Here is a poem by Mary Oliver, one of six pieces that appeared in today's New York Times to mark the end of Daylight Savings Time:

Lines Written in the Days of Growing Darkness
Every year we have been
witness to it: how the
world descends

into a rich mash, in order that
it may resume.
And therefore
who would cry out

to the petals on the ground
to stay,
knowing, as we must,
how the vivacity of what was is married

to the vitality of what will be?
I don’t say
it’s easy, but
what else will do

if the love one claims to have for the world
be true?
So let us go on

though the sun be swinging east,
and the ponds be cold and black,
and the sweets of the year be doomed.



Tuesday, November 2, 2010

Making Conscious Choices

I just got back from voting. It always makes me feel good in a mushy, patriotic-y sort of way. I was in the first wave of eighteen year-olds to be given the privilege of voting in 1972, and I'm still proud to say I voted for George McGovern. Which may explain the strong streak of cynicism that gets mixed in with my nice mushy feeling. I heard Lily Tomlin say that she was concerned about her own cynical nature: "I worry that not matter how cynical I get, it's never enough to keep up."

As I left the South Pasadena Library wearing my "I Voted" sticker proudly on my chest, I thought about the citizens of Iraq and Afghanistan, and how they have to dip their finger in purple ink to show they have cast their ballot. Except, unlike the situation in those places, I am fairly confident that nobody in South Pas is going to kill me for voting.
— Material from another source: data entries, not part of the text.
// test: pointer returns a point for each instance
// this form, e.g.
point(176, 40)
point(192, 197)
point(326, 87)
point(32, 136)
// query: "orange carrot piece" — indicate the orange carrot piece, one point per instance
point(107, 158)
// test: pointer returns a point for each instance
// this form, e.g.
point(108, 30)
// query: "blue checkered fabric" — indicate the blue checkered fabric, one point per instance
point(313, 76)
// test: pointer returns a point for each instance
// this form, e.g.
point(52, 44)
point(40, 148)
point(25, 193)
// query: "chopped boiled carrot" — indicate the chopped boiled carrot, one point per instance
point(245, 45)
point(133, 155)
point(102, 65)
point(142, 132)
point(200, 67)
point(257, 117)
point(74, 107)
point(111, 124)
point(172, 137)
We often take a long time of reflection and contemplation before making our choice at the polls. We carefully study the ballot propositions and the candidate's positions. Then we make sure that we punch the correct hole next to the correct number, making sure we leave no chad hanging after the debacle of 2000 (there's that cynicism again).

We tend not to bring this same level of care and attention into the choices we make in daily life, however. Most of the time, the "choice" is simply to go with the auto-reflex reaction of the mind. As Deepak Chopra wrote, "Like it or not, we are all infinite choice makers." At any point we can put everything on PAUSE and take a reflective moment before making our choice. All it takes is a momentary awareness of the situation, and then feeling a breath or two coming and going. This pause can create a bit of space between the situation and the response toward that situation. Responding mindfully, rather than reacting automatically, can make the difference between an effective choice of action, and a disaster.

Too bad we don't get little stickers every time we make skillful choices that say "I Took A Reflective Pause."